This repository will demonstrate how to deploy an Azure SQL Server instance using pipelines with Bicep files, and then deploy and/or update a database schema using a SQL Server Database Project, which creates a DACPAC file that is then published to Azure with a YML pipeline.

Usage

Follow these steps to publish and update a database schema to an existing Azure SQL Server using Azure DevOps pipelines:

  1. Create a SQL database on your local server or desktop.

  2. Create a new SQL Server Database Project in Visual Studio with the SQL Server Data Tools installed.

    If the intended deploy target is Azure SQL, go into the project properties and set the Target Platform to "Microsoft Azure SQL Database".

  3. Import the database schema into the project by right-clicking on the project and select Import... and then Database... and select the database you wish to import, which will populate the project with the schema objects.

  4. If an initial set of data is desired in the database, add a post deployment script to the project by right clicking on the dbo folder and selecting Add and then Script... and then selecting Post-Deployment script. Name the script something like Post-Deployment.sql and add the desired SQL commands to populate the database with data.

    Note: The script will be run EVERY TIME the database is created or updated, so be sure the script is idempotent and will not create multiple versions of the initial data.

  5. Check the updated project code into the repository and then run one of the pipelines to build the DACPAC file and deploy the database to the target server.

    Note: the folder, solution, and project name are hard-coded into the pipelines, so if those are changed, the pipelines will need to be updated.

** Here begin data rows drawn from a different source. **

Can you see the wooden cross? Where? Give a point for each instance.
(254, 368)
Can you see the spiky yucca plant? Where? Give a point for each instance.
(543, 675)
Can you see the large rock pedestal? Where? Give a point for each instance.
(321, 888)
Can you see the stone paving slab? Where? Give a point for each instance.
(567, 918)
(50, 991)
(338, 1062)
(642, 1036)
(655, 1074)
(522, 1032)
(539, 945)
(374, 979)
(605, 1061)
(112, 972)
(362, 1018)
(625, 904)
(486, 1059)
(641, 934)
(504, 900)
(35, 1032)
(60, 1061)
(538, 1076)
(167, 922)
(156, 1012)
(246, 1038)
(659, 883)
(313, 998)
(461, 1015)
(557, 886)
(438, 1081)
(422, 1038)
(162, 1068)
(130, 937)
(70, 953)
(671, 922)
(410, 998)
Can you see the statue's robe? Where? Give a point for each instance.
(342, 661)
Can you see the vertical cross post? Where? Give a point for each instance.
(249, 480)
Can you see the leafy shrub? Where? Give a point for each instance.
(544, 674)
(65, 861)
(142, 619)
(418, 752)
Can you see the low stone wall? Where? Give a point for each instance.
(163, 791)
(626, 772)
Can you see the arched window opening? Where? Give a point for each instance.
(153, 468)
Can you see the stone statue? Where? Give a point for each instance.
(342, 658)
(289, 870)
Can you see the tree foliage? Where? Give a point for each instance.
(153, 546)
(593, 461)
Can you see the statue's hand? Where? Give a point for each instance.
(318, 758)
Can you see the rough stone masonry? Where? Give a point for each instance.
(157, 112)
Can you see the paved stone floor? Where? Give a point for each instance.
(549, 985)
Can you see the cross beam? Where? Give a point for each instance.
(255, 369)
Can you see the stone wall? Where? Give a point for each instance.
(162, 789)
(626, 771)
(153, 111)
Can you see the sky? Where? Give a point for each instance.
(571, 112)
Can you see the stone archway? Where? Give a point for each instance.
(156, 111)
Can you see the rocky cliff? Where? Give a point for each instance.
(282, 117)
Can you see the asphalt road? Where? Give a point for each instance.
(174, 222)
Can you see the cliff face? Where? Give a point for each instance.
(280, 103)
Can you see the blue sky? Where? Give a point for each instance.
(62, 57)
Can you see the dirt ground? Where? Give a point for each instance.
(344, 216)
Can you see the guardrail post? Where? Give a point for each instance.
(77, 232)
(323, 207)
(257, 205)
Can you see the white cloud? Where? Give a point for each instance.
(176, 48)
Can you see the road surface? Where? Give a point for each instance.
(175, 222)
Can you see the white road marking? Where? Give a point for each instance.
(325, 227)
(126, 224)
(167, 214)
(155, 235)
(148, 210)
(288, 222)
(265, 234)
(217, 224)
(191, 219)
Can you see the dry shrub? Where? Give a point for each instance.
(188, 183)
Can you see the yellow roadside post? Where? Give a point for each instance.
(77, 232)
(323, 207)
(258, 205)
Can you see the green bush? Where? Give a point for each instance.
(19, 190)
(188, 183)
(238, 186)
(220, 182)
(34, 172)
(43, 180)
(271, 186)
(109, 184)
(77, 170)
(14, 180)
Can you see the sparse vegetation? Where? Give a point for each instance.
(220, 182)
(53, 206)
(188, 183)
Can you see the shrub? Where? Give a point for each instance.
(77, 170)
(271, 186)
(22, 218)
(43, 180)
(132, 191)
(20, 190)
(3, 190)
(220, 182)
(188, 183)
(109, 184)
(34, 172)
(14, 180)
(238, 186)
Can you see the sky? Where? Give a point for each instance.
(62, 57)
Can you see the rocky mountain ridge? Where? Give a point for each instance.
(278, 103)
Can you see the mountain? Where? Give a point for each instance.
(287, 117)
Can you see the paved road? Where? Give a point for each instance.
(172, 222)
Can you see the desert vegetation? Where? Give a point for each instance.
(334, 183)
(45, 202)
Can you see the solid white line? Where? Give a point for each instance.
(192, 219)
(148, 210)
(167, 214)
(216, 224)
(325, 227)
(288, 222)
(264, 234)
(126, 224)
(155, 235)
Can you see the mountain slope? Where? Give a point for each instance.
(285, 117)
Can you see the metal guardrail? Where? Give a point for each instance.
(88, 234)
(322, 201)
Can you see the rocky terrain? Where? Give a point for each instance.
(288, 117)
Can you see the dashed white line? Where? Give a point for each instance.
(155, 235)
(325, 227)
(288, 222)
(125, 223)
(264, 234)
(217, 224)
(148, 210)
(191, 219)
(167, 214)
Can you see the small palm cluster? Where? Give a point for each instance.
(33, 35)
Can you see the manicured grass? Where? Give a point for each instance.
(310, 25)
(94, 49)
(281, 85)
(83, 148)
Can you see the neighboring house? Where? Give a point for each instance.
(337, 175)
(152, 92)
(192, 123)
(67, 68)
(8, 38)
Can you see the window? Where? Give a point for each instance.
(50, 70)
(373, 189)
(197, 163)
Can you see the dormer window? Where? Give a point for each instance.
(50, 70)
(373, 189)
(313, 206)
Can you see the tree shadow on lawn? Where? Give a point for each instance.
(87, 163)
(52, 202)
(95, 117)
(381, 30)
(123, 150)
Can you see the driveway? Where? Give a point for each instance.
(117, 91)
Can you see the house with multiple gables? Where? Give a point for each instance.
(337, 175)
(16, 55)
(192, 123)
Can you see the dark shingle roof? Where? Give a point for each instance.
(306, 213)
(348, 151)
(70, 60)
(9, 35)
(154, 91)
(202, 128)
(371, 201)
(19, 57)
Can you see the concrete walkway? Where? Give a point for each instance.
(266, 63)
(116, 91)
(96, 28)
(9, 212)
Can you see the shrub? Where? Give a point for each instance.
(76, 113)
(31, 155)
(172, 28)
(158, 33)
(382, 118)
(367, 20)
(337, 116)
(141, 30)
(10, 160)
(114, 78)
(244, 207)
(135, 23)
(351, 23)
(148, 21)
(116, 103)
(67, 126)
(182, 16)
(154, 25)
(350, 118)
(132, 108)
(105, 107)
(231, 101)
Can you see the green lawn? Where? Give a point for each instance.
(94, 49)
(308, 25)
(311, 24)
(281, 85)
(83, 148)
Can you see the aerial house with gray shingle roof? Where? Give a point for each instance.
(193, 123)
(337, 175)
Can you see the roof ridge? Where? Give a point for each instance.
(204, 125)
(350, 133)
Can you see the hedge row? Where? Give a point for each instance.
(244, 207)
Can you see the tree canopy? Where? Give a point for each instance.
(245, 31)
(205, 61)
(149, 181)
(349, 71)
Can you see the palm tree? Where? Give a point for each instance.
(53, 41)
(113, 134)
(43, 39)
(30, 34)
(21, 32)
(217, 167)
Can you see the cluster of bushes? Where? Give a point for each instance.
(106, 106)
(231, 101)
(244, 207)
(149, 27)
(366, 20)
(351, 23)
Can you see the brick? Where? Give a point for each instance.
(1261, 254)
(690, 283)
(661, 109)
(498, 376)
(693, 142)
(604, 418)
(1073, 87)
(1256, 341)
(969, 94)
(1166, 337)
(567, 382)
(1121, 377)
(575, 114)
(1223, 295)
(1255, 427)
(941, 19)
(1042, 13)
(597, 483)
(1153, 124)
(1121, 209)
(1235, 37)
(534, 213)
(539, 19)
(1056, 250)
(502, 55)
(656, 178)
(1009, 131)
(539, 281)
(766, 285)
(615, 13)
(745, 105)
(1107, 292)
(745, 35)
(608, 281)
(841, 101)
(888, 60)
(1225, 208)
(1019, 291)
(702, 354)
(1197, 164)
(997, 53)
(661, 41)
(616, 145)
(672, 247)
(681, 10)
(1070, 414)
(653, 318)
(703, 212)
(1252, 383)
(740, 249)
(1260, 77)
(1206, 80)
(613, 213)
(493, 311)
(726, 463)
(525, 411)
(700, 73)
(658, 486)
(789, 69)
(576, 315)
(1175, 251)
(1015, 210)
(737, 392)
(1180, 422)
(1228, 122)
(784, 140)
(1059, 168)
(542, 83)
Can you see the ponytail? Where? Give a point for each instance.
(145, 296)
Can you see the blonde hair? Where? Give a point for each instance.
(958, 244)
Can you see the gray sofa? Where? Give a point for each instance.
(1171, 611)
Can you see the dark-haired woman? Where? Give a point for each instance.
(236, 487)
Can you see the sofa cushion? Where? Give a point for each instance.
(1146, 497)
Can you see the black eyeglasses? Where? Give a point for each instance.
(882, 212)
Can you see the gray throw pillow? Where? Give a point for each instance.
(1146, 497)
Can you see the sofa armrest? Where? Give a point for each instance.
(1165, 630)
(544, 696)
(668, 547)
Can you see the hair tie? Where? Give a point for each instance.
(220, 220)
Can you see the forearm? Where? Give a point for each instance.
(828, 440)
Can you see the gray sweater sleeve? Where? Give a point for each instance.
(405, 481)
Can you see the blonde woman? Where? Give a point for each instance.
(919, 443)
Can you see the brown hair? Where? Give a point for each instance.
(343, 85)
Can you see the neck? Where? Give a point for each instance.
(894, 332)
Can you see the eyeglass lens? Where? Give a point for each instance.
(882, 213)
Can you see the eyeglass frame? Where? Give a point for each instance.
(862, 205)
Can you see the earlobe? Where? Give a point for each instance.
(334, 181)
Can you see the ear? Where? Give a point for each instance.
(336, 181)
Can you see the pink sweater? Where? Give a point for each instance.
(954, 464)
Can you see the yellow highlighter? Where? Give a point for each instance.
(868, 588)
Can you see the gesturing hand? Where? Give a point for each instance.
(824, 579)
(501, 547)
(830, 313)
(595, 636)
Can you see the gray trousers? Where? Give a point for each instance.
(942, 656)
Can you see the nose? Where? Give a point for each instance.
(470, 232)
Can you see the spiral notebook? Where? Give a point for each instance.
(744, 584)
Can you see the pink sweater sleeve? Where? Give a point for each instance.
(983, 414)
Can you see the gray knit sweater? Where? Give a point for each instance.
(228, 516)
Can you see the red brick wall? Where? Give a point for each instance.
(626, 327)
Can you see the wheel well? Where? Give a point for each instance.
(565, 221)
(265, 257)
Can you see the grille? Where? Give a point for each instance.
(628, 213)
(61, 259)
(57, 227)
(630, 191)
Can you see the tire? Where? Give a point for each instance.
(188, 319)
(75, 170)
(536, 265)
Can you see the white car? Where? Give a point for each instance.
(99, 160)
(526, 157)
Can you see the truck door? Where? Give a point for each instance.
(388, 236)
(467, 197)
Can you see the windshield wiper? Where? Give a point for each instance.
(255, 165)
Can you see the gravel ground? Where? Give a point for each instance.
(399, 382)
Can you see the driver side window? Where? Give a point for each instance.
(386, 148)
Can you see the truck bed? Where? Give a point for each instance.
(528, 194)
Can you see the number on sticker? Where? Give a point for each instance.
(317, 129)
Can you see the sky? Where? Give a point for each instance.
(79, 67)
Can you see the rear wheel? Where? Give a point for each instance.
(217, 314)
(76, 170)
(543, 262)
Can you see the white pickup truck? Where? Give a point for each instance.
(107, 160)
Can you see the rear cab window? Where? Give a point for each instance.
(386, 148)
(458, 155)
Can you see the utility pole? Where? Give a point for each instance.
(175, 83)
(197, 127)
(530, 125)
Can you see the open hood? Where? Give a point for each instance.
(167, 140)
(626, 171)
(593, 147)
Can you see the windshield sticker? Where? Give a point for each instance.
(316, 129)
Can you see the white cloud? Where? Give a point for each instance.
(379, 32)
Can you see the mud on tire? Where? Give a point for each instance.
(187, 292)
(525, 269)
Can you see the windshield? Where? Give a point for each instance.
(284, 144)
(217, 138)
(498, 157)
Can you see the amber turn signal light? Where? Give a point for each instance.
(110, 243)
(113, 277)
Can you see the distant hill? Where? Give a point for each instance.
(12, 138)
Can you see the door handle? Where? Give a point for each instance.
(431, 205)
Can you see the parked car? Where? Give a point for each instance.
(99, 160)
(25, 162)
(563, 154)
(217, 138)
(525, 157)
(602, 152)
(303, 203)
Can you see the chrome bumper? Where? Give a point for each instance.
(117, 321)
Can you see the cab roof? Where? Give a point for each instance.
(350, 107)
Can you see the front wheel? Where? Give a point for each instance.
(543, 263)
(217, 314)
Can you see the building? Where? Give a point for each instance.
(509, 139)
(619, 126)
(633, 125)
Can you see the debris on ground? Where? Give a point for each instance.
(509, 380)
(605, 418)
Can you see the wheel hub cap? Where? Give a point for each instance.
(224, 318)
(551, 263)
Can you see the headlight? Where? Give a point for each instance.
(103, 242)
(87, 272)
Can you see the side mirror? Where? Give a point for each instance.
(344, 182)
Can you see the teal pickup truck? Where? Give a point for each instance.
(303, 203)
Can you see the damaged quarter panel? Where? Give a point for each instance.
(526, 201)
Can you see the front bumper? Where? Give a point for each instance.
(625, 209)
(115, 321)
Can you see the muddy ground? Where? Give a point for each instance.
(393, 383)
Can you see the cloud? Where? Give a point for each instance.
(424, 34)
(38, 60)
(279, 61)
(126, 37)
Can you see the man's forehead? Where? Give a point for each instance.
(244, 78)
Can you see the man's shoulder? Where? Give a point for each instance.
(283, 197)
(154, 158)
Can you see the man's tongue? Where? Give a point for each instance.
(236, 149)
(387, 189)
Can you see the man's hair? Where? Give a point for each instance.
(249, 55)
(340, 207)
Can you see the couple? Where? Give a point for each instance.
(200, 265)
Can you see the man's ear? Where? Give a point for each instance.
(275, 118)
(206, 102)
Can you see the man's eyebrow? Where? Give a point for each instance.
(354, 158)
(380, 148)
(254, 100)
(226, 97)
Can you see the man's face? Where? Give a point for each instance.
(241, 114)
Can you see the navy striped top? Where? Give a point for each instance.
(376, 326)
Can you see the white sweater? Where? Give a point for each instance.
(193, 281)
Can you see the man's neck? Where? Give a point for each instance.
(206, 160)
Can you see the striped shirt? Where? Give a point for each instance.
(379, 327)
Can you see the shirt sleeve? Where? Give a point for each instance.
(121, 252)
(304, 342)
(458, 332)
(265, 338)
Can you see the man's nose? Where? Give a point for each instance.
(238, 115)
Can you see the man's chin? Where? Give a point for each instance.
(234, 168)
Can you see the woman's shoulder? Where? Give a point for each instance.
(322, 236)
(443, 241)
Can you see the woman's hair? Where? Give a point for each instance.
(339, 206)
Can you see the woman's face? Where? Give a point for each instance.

  6. If you are NOT using a local user/password, you must find the service principal name that is running your pipeline and execute these commands in the Azure SQL Database to grant that service principal access to the database:

    CREATE USER yourSP FROM EXTERNAL PROVIDER
    ALTER ROLE db_owner ADD MEMBER yourSP

    If you don't you do this, you will probably see this error:

    ##[error]Unable to connect to target server 'xxxdacpacdemo.database.windows.net'. Please verify the connection information such as the server name, login credentials, and firewall rules for the target server.
    ##[error]Login failed for user '<token-identified principal>'.
    ##[error]The Azure SQL DACPAC task failed. SqlPackage.exe exited with code 1.Check out how to troubleshoot failures at https://aka.ms/sqlazuredeployreadme#troubleshooting-

    For more info, see: https://learn.microsoft.com/en-us/azure/azure-sql/database/authentication-aad-configure#provision-microsoft-entra-admin-sql-database

  7. When changes are made to the database, use the Schema Compare tool to compare the source database to the database project and then update the project with the changes, check in the code, and run one of the pipelines again to publish your changes.

    Note: If publishing to Azure SQL, the Schema Compare options should be set to ignore Database Roles and Users, as those do not transfer well to Azure SQL. Check the changes into the repository and run the pipeline again to deploy the changes to the target server.

Pipeline Setup

See the .azdo/pipeline/readme.md file for details on what each pipeline does and how to set up the Azure DevOps environment to make the pipelines function correctly.

Additional Notes

  • This project is mostly focused on database SCHEMA changes, not on changing to the actual DATA in a database (except for the initial data populate). However, there is an example of running scripts as part of the post-deployment.

  • In addition, this project has a pipeline that runs a script. The scripts allowed are defined in the YML code and the user may choose which one at runtime.

  • One of the custom scripts in this example does an Azure DB Copy, which must run in the Master database, so there is custom logic in the run SQL pipeline template for that.

  • For some helpful queries about permissions in an Azure SQL database, see permissions_queries.md.